Purdy played the same confident way he did in last Sunday’s win over Tom Brady’s Tampa Bay Buccaneers. And the same as he did two weeks ago when he took over after Jimmy Garoppolo broke his foot against the Miami Dolphins. That’s three straight wins. In his two starts combined, he completed roughly 70 percent of his passes, tossed four touchdowns and avoided interceptions.
Time for a new title: Mr. Relevant.
He’s “the most poised rookie I’ve ever had,” said Kyle Shanahan, the 49ers’ coach. “The team had a lot of respect for him before that game, but a lot more now.”
Purdy played it cool in a postgame news conference. It’s “definitely not ‘all praise to Brock,’” he said of himself, downplaying his surprising surge and heaping praise on the players around him.
Sorry, Brock, but right now, all the praise going your way is well deserved, even if it’s coming in a bit hot and heavy from 49ers fans, who have already started comparing you to, no pressure here … young Joe Montana.
Purdy’s tale wasn’t the only one worth following on Thursday night. Geno Smith has spent most of his nine-year N.F.L. tenure as a backup. Like his San Francisco counterpart, Smith never listened to the doubters — and there were many.
Not so long ago, prognosticators, fans, N.F.L. executives and seemingly every head coach in the league not named Pete Carroll had given up on the idea that Smith could be a viable starting quarterback again.
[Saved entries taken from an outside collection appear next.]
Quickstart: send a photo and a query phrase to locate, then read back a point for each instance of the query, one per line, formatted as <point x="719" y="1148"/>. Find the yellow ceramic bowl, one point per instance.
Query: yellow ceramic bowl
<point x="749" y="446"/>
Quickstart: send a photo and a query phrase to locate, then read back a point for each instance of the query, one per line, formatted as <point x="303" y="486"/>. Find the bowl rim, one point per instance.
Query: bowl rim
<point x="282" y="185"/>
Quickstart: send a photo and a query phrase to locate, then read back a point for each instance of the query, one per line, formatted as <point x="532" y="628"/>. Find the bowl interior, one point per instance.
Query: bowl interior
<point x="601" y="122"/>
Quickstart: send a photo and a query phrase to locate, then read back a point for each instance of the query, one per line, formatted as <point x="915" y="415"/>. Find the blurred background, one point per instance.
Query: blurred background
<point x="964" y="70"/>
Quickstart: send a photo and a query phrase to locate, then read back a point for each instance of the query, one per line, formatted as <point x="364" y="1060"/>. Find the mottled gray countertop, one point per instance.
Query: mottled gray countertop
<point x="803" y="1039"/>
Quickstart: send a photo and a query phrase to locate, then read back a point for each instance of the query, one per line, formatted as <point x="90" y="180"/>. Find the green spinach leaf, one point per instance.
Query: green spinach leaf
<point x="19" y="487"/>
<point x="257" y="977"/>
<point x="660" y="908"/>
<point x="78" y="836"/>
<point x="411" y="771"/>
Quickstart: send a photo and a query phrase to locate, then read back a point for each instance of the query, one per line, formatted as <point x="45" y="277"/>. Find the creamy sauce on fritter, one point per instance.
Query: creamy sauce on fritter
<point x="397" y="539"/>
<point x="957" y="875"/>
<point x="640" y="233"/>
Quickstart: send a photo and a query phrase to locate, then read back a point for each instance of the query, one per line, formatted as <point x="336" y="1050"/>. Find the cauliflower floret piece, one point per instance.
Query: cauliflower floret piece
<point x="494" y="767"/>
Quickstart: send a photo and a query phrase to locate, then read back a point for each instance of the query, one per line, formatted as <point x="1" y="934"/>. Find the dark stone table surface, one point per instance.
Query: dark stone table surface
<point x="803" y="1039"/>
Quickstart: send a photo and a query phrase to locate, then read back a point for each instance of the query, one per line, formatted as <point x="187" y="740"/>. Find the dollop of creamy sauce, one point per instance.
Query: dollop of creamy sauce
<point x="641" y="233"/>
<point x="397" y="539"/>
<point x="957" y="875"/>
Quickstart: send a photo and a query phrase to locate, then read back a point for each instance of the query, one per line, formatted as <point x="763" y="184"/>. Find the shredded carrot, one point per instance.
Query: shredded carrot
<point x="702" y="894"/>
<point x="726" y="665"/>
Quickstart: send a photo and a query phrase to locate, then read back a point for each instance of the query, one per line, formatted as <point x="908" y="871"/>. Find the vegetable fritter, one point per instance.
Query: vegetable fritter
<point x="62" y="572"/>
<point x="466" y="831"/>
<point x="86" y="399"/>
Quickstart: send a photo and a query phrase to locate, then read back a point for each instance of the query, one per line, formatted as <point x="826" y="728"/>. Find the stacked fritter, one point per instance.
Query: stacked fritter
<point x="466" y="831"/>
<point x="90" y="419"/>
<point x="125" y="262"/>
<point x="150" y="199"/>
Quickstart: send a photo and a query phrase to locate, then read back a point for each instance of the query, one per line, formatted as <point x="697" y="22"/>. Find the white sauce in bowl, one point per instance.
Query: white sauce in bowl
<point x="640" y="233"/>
In 2014, about to enter his third season for the Jets, still trying to find his footing in professional football, he lost his starter’s job most unusually: a teammate broke his jaw in a locker room fight. It took until this season for Smith to see a serious stretch of playing time again.
A quarterback doing what he has done in 2022 — after sitting on the bench for the Jets, the Giants, the Chargers, and finally behind Russell Wilson in Seattle — is a rare feat. When Smith began this season, according to the Elias Sports Bureau, he became the first quarterback since the early 1970s to go eight years between opening starts.
Yet there he was against the 49ers, not just starting but, as he has all season, playing at least as well if not far better than this year’s woeful version of Wilson, the Hall of Fame-caliber quarterback who was traded to the Denver Broncos in the off-season (and is not playing like a Hall of Fame-caliber quarterback).
Smith, 32, entered the game among the N.F.L.’s best in passing yards and touchdowns. Against a San Francisco team with one of the league’s tautest defenses, he found himself constantly backpedaling but still acquitted himself just fine: one touchdown, 238 yards, no interceptions. He completed 70.5 percent of his passes, just below his league-leading 71.5 percent mark coming into the game.
Geno Smith, an M.V.P.-caliber starter? He’s been just that for much of this season. Who would have thought?
We live in an era of microwave quickness. Seemingly everything must happen instantaneously. In the N.F.L., if a quarterback struggles in his first year, doubt begins swirling around him. Struggling in Year 2 is equivalent to drilling several nails in the coffin — just ask Zach Wilson of the Jets. Don’t even think about not mastering the craft by Year 3. If that happens, the result is almost always the same: You’re done, cast off to the purgatory of the backup role.
Smith puts a lie to the notion that speedy results and quick mastery must reign supreme. (Hopefully, Zach Wilson is taking notes.) Sometimes slow and steady perseverance pays off.
“Patience,” Smith said this week, in the run-up to the 49ers game. “I think all the things we go through in life when you really embrace them become lessons.”
He spoke of how he felt like he had the talent in all those years but faced a glass ceiling. “It’s like something hovering over you. You want to break it so that you continue to go further. I just had to stay patient until I had the opportunity.”
The N.F.L. narrative machine churns on. Will that always be enough to obscure professional football’s dark sides? For most fans, apparently so.